Johann Gottlieb Gleditsch (5 February 1714, in Leipzig – 5 October 1786, in Berlin) was a German physician and botanist known for pioneer investigations of plant sexuality and reproduction.

== Biography ==
He studied medicine and other subjects at the University of Leipzig (1728–35), where one of his instructors was the naturalist Johann Ernst Hebenstreit (1703–1757). From 1742, he gave lectures in physiology, botany and materia medica at the University of Frankfurt, afterwards relocating to Berlin as a professor of botany at the Collegium Medico-chirurgicum and director of the local botanical garden. Beginning in 1770, he gave lectures at the recently established institute of forestry, where he was instrumental in providing a scientific basis for the field of forestry.

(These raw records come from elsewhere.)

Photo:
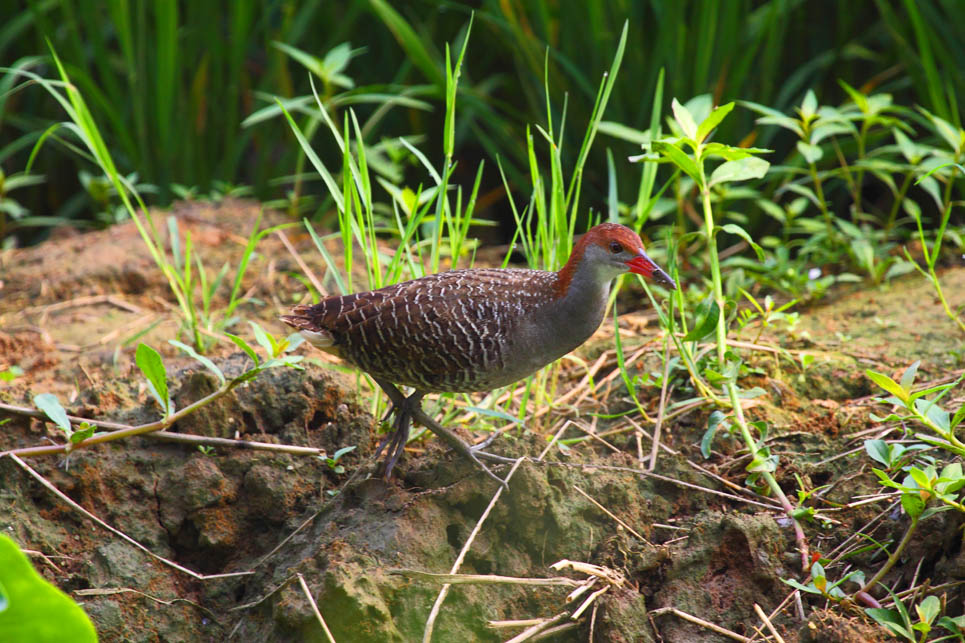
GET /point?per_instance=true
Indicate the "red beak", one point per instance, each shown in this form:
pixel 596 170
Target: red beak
pixel 644 265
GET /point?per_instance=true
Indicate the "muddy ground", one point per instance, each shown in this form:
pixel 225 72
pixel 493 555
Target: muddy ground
pixel 72 310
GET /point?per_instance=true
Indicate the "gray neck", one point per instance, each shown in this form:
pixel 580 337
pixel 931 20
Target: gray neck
pixel 580 310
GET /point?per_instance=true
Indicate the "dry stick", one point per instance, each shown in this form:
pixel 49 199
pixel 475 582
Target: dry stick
pixel 434 613
pixel 318 615
pixel 23 465
pixel 301 264
pixel 87 300
pixel 553 631
pixel 542 626
pixel 681 483
pixel 699 621
pixel 607 512
pixel 113 591
pixel 186 438
pixel 767 622
pixel 488 579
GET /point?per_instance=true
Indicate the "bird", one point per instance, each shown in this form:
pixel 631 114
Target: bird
pixel 472 330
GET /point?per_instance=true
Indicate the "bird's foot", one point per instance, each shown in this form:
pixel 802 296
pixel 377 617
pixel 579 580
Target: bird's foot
pixel 396 440
pixel 459 445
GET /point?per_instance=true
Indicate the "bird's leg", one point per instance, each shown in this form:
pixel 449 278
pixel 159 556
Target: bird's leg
pixel 410 408
pixel 400 426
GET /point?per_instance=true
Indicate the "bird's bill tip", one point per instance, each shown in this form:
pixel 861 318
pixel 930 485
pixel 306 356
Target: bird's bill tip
pixel 644 265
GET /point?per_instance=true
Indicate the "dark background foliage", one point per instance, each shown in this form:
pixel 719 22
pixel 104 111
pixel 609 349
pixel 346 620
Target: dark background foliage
pixel 170 83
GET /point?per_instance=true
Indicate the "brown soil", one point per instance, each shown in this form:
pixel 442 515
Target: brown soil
pixel 72 310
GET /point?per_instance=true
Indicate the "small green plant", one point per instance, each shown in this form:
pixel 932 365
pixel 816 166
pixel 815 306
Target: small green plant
pixel 151 365
pixel 50 405
pixel 898 621
pixel 11 373
pixel 201 320
pixel 690 150
pixel 333 460
pixel 923 409
pixel 820 585
pixel 31 608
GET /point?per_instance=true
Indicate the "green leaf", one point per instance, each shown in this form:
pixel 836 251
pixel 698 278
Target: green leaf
pixel 888 384
pixel 712 121
pixel 685 119
pixel 928 609
pixel 811 153
pixel 921 477
pixel 878 450
pixel 50 405
pixel 908 377
pixel 733 228
pixel 32 609
pixel 85 431
pixel 679 158
pixel 913 505
pixel 338 454
pixel 716 421
pixel 891 620
pixel 201 358
pixel 264 339
pixel 958 417
pixel 707 314
pixel 935 413
pixel 245 346
pixel 151 365
pixel 740 170
pixel 857 97
pixel 809 588
pixel 809 106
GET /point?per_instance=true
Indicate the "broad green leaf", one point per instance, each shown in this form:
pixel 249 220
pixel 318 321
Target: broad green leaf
pixel 824 129
pixel 733 228
pixel 684 118
pixel 890 620
pixel 245 346
pixel 201 358
pixel 740 170
pixel 938 415
pixel 679 158
pixel 32 609
pixel 264 339
pixel 762 464
pixel 85 431
pixel 712 121
pixel 811 153
pixel 730 152
pixel 809 588
pixel 912 504
pixel 928 610
pixel 888 384
pixel 151 365
pixel 878 450
pixel 50 405
pixel 921 477
pixel 908 377
pixel 782 121
pixel 707 314
pixel 857 97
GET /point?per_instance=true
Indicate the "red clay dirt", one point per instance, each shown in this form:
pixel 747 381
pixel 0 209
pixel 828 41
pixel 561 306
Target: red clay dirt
pixel 73 309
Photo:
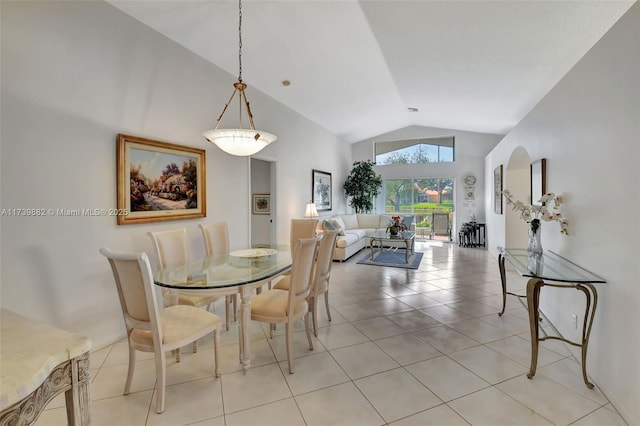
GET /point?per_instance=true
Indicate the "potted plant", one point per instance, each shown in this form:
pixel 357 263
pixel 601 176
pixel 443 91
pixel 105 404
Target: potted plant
pixel 362 186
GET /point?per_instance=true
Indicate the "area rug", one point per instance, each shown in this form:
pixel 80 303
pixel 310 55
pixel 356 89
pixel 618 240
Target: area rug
pixel 394 259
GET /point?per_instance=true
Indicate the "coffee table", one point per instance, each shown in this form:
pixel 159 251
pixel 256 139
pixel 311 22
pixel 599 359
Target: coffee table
pixel 379 238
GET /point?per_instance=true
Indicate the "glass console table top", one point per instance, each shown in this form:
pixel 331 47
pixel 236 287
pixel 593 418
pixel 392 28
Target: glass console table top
pixel 548 266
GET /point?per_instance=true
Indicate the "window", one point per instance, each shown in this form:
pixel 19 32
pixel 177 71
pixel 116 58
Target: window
pixel 420 197
pixel 415 151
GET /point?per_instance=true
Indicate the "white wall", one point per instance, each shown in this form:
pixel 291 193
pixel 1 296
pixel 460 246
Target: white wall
pixel 470 149
pixel 587 129
pixel 74 74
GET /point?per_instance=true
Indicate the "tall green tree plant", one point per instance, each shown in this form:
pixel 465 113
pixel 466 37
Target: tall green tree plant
pixel 362 186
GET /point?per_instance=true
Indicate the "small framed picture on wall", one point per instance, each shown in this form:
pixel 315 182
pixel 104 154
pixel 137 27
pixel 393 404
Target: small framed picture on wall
pixel 497 189
pixel 261 204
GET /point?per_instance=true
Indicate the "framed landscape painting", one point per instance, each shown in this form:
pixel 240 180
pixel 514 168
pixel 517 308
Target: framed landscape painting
pixel 159 181
pixel 321 190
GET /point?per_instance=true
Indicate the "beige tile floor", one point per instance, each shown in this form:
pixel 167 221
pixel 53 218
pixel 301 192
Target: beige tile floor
pixel 404 347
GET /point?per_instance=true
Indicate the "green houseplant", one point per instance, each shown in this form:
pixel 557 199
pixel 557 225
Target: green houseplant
pixel 362 186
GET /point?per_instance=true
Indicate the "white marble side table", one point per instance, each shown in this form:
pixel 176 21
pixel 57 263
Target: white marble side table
pixel 37 362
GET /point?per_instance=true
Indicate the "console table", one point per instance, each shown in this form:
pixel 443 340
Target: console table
pixel 472 234
pixel 544 267
pixel 37 362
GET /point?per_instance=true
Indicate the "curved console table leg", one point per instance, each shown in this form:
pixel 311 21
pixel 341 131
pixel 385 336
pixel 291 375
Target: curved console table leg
pixel 503 281
pixel 533 302
pixel 589 312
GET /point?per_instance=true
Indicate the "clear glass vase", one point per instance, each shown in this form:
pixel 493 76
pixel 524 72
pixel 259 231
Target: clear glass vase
pixel 535 244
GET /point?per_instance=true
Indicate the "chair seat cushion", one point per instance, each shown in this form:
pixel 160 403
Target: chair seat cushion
pixel 283 284
pixel 177 322
pixel 195 300
pixel 273 304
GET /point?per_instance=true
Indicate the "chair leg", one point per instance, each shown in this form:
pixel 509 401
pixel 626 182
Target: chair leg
pixel 326 304
pixel 227 307
pixel 132 363
pixel 235 307
pixel 314 314
pixel 307 328
pixel 161 381
pixel 216 358
pixel 289 339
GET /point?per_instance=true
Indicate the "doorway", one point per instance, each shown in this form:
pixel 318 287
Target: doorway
pixel 263 184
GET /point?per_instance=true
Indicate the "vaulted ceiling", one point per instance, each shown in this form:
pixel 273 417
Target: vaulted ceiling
pixel 357 67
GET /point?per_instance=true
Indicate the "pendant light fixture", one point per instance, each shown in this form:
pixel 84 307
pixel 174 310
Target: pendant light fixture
pixel 240 142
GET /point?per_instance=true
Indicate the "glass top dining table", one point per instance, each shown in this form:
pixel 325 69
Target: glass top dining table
pixel 240 267
pixel 238 272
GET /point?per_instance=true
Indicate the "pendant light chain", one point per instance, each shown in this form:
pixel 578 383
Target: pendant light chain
pixel 240 40
pixel 240 142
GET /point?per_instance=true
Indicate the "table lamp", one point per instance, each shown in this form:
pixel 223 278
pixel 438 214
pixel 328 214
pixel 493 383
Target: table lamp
pixel 310 211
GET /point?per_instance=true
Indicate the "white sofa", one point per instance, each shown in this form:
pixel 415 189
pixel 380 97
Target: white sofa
pixel 354 229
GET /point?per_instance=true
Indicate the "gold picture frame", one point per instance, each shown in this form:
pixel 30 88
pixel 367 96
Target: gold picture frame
pixel 159 181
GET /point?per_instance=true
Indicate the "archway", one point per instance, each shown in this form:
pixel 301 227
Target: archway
pixel 517 180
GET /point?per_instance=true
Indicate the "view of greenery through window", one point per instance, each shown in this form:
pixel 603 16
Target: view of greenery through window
pixel 420 197
pixel 437 150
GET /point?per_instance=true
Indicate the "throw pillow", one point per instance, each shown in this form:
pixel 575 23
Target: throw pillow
pixel 336 225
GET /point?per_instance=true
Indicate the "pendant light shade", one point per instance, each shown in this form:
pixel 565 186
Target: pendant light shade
pixel 240 142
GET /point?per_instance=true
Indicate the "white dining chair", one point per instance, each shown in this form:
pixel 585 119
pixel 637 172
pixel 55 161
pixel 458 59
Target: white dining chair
pixel 285 306
pixel 216 242
pixel 152 329
pixel 321 276
pixel 171 250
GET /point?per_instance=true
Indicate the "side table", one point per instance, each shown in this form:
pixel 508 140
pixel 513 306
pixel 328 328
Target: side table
pixel 37 362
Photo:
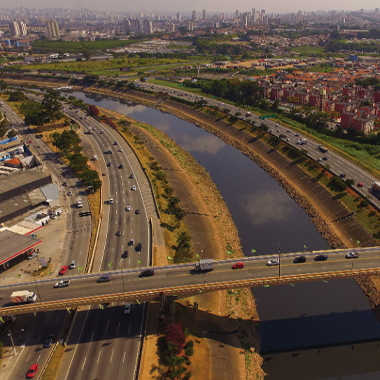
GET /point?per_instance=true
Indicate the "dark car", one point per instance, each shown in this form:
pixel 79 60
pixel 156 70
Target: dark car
pixel 299 259
pixel 320 258
pixel 147 273
pixel 49 341
pixel 104 278
pixel 32 371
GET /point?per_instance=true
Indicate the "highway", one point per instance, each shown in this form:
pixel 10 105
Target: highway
pixel 338 164
pixel 126 284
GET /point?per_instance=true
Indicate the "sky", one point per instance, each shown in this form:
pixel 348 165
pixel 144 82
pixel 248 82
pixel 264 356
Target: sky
pixel 271 6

In his experiments involving plant movement, he demonstrated the influence that climatic factors had upon plant organs. Also, his view on the role that insects play in pollination of plants was considered to be ahead of its time.

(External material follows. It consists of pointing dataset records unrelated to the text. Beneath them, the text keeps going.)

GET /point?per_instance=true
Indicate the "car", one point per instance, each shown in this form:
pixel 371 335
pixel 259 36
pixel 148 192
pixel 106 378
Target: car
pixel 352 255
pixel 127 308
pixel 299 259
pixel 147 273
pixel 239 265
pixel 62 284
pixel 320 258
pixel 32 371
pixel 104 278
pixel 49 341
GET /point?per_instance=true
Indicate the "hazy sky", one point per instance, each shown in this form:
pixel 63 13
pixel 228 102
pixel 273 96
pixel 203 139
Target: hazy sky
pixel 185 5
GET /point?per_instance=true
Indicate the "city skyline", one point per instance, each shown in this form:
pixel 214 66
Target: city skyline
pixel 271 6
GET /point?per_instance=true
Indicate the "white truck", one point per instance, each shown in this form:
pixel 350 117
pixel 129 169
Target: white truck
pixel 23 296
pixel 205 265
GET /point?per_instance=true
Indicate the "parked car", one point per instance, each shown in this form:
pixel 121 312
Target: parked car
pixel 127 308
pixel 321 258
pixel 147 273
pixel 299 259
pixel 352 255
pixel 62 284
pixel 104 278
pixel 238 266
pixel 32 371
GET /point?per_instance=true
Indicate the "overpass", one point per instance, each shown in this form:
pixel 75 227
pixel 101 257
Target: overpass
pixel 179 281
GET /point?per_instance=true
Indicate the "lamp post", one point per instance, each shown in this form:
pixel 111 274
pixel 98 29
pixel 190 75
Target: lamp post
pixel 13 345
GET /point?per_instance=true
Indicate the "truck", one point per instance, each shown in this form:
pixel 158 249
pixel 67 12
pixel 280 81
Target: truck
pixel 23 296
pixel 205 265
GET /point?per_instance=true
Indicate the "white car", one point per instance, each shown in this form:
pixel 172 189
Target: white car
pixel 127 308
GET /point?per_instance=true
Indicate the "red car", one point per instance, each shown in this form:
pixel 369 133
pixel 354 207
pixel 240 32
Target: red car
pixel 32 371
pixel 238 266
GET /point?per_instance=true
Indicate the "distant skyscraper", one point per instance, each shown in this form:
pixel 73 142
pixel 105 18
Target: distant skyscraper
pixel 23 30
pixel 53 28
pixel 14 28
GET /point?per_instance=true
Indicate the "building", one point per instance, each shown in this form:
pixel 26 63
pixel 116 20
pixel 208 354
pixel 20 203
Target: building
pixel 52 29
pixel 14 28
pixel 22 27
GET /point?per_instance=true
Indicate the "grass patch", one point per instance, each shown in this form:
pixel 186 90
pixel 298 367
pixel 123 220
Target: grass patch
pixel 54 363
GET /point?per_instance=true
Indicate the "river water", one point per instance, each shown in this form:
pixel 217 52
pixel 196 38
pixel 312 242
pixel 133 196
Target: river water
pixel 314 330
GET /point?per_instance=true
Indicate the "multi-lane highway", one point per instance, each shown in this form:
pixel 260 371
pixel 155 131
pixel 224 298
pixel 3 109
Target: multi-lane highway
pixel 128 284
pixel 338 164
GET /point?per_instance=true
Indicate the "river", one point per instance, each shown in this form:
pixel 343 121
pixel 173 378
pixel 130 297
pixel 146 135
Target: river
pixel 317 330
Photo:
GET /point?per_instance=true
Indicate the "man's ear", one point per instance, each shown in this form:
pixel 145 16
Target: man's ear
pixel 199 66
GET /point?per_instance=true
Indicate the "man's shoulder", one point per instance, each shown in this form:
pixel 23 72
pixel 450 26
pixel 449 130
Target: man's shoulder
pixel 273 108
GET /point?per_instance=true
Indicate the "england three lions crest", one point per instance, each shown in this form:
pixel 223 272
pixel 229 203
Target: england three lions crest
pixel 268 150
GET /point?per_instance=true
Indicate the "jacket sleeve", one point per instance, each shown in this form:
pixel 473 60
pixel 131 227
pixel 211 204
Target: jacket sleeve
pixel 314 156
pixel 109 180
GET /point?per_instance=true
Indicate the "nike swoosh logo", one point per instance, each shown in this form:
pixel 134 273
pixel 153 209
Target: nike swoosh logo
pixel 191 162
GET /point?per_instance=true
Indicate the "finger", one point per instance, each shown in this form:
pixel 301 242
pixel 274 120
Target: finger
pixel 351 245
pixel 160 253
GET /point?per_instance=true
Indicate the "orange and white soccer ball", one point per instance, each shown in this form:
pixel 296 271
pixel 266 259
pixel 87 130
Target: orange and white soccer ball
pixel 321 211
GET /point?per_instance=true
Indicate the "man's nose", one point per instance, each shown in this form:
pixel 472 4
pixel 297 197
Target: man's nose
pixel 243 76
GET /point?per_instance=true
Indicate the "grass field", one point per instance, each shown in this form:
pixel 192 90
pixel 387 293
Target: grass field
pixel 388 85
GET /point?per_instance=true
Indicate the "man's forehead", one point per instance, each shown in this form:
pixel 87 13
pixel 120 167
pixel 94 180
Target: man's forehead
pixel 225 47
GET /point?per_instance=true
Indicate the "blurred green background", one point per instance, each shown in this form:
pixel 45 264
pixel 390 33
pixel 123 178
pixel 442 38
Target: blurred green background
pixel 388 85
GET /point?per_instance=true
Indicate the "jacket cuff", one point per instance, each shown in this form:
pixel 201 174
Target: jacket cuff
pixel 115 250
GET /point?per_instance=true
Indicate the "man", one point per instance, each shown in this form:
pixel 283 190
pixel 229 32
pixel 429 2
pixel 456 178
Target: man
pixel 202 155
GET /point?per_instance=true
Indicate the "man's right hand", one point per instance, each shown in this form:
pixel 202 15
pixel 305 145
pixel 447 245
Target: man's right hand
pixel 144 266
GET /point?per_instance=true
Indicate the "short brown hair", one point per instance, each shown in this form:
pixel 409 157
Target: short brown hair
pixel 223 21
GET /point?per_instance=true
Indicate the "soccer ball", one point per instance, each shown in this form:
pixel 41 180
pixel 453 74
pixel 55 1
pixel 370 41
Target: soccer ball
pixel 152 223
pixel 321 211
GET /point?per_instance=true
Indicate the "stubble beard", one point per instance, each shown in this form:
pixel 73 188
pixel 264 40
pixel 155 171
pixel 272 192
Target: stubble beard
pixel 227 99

The botanical genus Gleditsia (family Fabaceae) is named in his honor, as is the botanical journal Gleditschia. In Berlin-Schöneberg, a thoroughfare called Gleditschstraße bears his name.

== Selected works ==
- "Consideratio Epicriseos Siegesbeckianae in Linnaei Systema Plantorum Sexuale Et Methodum Botanicam Huic Superstructam", 1740 – dissertation in which Gleditsch recognized the importance of the Linnean System.
- "Methodus Fungorum", 1753.
- "Systema plantarum a staminum situ Systema plantarum a staminum situ", 1764.

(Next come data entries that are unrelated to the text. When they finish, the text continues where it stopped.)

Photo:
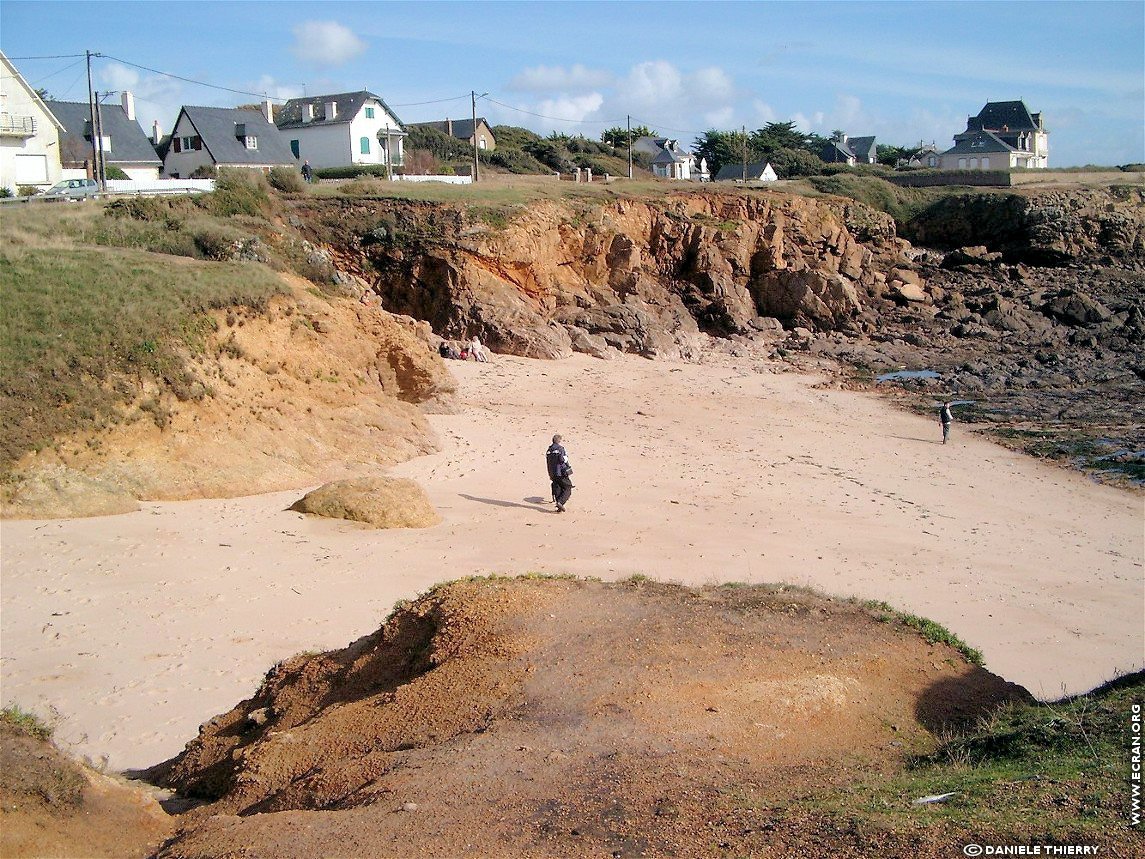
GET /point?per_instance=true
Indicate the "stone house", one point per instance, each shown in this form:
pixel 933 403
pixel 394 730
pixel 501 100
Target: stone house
pixel 1002 136
pixel 464 129
pixel 124 142
pixel 223 138
pixel 342 129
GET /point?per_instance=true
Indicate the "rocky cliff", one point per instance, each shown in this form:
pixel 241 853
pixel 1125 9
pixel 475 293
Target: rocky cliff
pixel 632 275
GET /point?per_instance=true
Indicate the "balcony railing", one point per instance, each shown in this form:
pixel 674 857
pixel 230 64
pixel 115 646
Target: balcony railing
pixel 16 126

- Vermischte physicalisch-botanisch-oeconomische Abhandlungen, 1765 – Mixed physical-botanical-economic treatises.
- Systematische Einleitung in die neuere, aus ihren eigenthümlichen physikalisch-ökonomischen Gründen hergeleitete Forstwissenschaft (two volumes, 1775) – Systematic introduction to the newly (due to unique physical-economic reasons) derived forestry.